Managed democracies are natural regimes in societies that have outgrown Communist systems, yet are unprepared to live in democratic conditions. These are transitional entities based on compromise on the way to real democracies. The development of society corrodes such a system in the same way – only faster – than it corroded the Communist societies. This is the main cause of Russia’s present foreign-policy setbacks.

 

In the 1990s, immediately after the breakup of the Soviet Union, Russia experienced a series of achievements: in Azerbaijan and Georgia, the romantic nationalist and pro-Western regimes fell and these countries eventually became part of the CIS. In Ukraine, the pragmatist Leonid Kuchma replaced the architect of Ukrainian independence, Leonid Kravchuk, while in Belarus, Lukashenko took over the helm of government. It seemed that Russia was once again beginning to “gather lands together,” creating in its periphery a convenient environment, something of a kind of small-scale variant of the Communist bloc. Those achievements, however, did not result from a smart or far-sighted Russian policy, but rather from natural failures to switch to democracy made by countries that were not ready for it. Those were countries gravitating toward Russia and having regimes established by uncontested presidents. During that period, time was on Russia’s side.

 

But the next decade was a period of setbacks. And again, those setbacks did not stem from mistakes but from natural processes, from the degradation of managed democracies. These regimes were plunging into corruption, losing contact with society, resorting to overt reprisals and assassinations of opponents, and generally losing the legitimacy to govern. The regimes continued to degrade while the normal societies were developing. Today, Ukraine, Belarus and Kazakhstan are much more ready for democracy than they were in the early 1990s. The wave of ‘colored revolutions’ has stopped, having covered the more developed societies and cleared the weaker regimes of managed democracy. The fall of the remaining regimes of this type, however, is only a matter of time.

 

It seems that Russia is doomed to failure because it seeks to check inevitable and irreversible processes; this behavior seems to stem from its nature.

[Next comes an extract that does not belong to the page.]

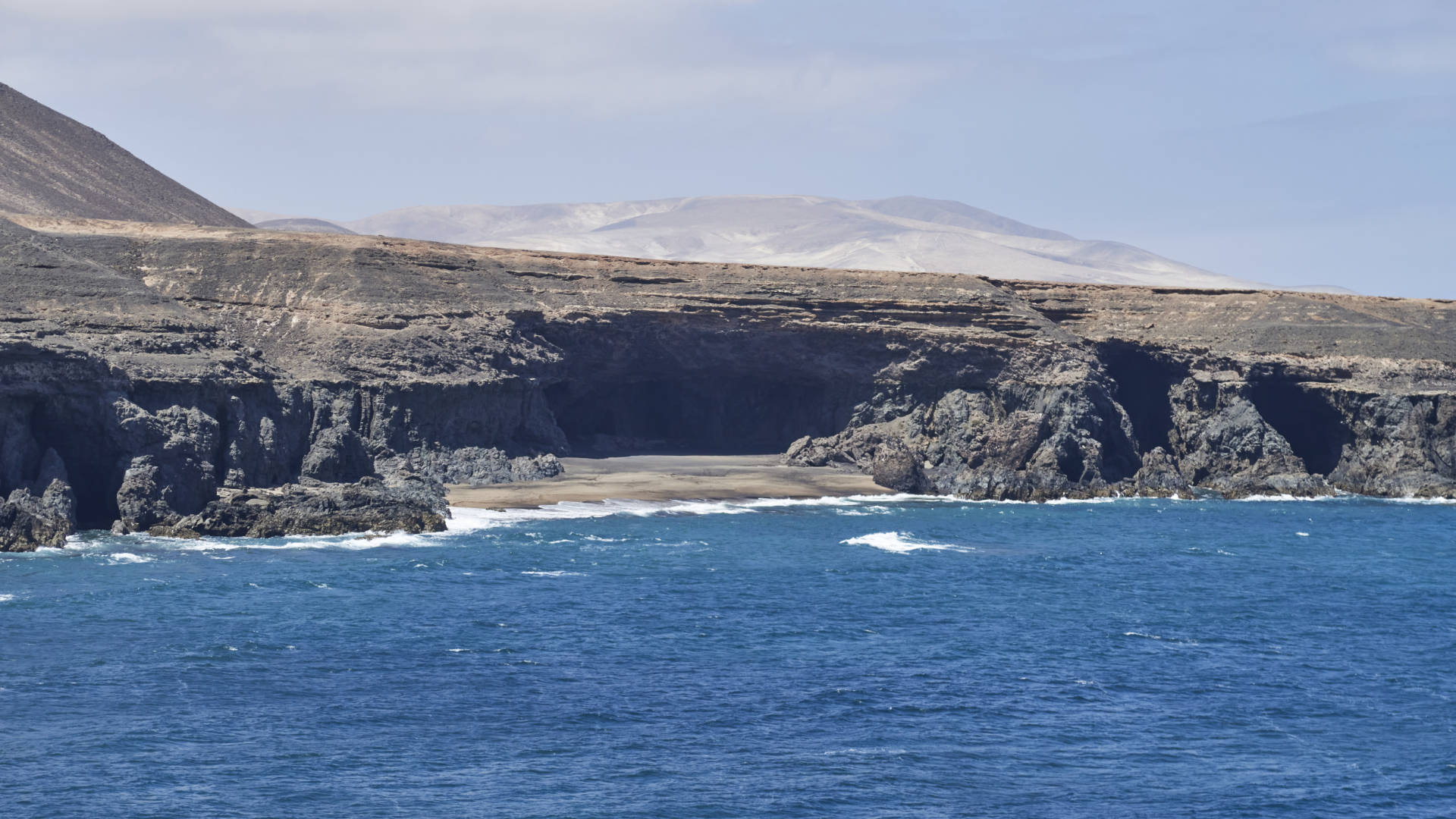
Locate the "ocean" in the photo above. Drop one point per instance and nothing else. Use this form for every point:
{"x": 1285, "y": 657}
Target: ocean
{"x": 837, "y": 657}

The Cold War, which continues in disguised form, will stop only when Russia moves from managed democracy to democracy proper. If the structure of our society changes, then the entire system of our national interests will change as well. Russia’s lingering problems will disappear by themselves, just as the victory of democracy in Europe removed many seemingly eternal problems. Of course, new problems will arise but we will be better prepared to handle them.  But before Russia can proclaim any sort of a victory, new battles and new defeats are in store for us.